I recently shared some thoughts on how many companies, at least at the time of their initial launch, don’t always have a clear or full understanding of their buyer. However, I’m still surprised that once a company has established a solid customer base, it often doesn’t take the necessary steps to retain the customers it has worked so hard to secure.
As an American Express customer for over 20 years, it never ceases to amaze me that I still receive marketing materials aimed at AmEx prospects. These wasted efforts are indicative of the poor state of database marketing. You can’t have multiple personalities with the same customer and be successful.
While it may sound rudimentary, you must treat your customers like customers, not just a name in a database. The relationship you established to build your customer base must continue to grow and thrive. A good relationship is based on two-way communication so you can continue to understand the needs, wants and desires of your customers. Listen to what they have to say. Spend more time with them and learn what they value from your company, as this can and will change over time. This may require adjusting your marketing approach and messages.
One of the most valuable relationship-building approaches I’ve embraced over the years is easy to implement, doesn’t involve any technology and provides a great opportunity to gauge a customer’s ‘happiness factor.’ I simply take my customers to lunch on a regular basis. A face-to-face gathering provides an extremely successful strategy in terms of staying close – even if it is simply learning more about their hobbies, vacation plans or kids. Unlike emails or phone calls, this facetime also provides me with a sense of a customer’s happiness, whether he or she is not sharing certain feelings and simply the chance to exchange new ideas.
In addition to listening to your customer, conduct research to understand what is important to them. Are there emerging regulations or other issues that could impact your customer? Take the time to learn about their world and their customers. This information will strengthen your relationships and offers insight that will prove invaluable as you pursue additional business opportunities with a particular company.
Also empower your employees to address customer issues. Larger organizations sometimes decentralize their customer service responsibilities, for instance creating a sales and marketing team that is mainly focused on prospects and securing customers, and running a separate call center to address customer satisfaction issues. As a result, some matters and concerns may fall through the cracks. But by establishing a culture of success and enabling employees to embrace a leadership role in which they take responsibility and ownership of issues and challenges, companies of any size can quickly resolve customer concerns and increase brand loyalty. An excellent example of this is Zappos, whose customer service reps have gained legendary status because they are encouraged to do whatever is needed to keep their customers happy.

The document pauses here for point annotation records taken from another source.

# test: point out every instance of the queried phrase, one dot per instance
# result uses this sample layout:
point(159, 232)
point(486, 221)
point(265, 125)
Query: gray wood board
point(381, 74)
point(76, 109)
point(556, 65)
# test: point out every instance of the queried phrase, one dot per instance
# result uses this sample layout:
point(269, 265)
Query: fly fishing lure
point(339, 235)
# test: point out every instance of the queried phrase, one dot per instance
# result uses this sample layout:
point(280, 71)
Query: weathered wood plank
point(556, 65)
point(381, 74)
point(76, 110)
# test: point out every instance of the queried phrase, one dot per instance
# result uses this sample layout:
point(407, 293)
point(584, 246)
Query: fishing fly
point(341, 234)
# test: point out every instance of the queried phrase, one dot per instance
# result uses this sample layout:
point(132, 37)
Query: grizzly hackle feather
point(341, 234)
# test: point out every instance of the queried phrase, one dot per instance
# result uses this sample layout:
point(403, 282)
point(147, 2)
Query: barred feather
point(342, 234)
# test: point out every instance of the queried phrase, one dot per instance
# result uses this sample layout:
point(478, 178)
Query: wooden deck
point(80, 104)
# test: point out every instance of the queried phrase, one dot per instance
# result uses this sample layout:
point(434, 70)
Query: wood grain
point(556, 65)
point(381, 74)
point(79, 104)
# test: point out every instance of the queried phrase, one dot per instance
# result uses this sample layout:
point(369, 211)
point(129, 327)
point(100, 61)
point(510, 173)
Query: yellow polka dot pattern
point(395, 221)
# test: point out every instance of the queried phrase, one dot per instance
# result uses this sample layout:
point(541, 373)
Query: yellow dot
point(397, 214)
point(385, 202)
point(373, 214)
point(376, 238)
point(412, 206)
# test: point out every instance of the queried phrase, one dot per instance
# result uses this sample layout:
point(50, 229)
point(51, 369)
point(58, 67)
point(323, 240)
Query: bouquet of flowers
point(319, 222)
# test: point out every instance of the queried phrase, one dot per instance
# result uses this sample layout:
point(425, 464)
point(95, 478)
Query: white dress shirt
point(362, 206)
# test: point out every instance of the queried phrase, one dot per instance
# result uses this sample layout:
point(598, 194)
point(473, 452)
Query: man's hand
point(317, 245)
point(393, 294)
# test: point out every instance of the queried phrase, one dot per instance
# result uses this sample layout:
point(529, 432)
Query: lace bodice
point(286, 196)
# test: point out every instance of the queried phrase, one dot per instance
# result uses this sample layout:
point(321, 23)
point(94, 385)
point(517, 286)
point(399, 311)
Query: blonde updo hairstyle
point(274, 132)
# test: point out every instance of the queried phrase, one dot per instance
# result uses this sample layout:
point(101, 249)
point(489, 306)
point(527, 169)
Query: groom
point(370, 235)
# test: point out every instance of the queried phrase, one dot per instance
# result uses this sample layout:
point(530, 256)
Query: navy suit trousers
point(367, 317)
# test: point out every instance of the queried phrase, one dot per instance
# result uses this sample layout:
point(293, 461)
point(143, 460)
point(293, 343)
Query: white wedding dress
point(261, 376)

Ascertaining the right level of engagement with existing customers is also important to success. Some customers may not desire a high level of interaction while others will want more regular contact. Regardless, ensure that any communication is meaningful. One way to build on regular communication is to establish a board or council consisting of a group of customers. By bringing this group together on a regular basis, you can learn how to better address their needs, improve products and services and simply listen to the obstacles they face each day.
At the end of the day, continue to invest the time in relationship-building – this isn’t just an exercise relegated to the customer acquisition process. In fact, you can’t avoid it. This well-spent effort will not only equate to happier customers but a stronger business.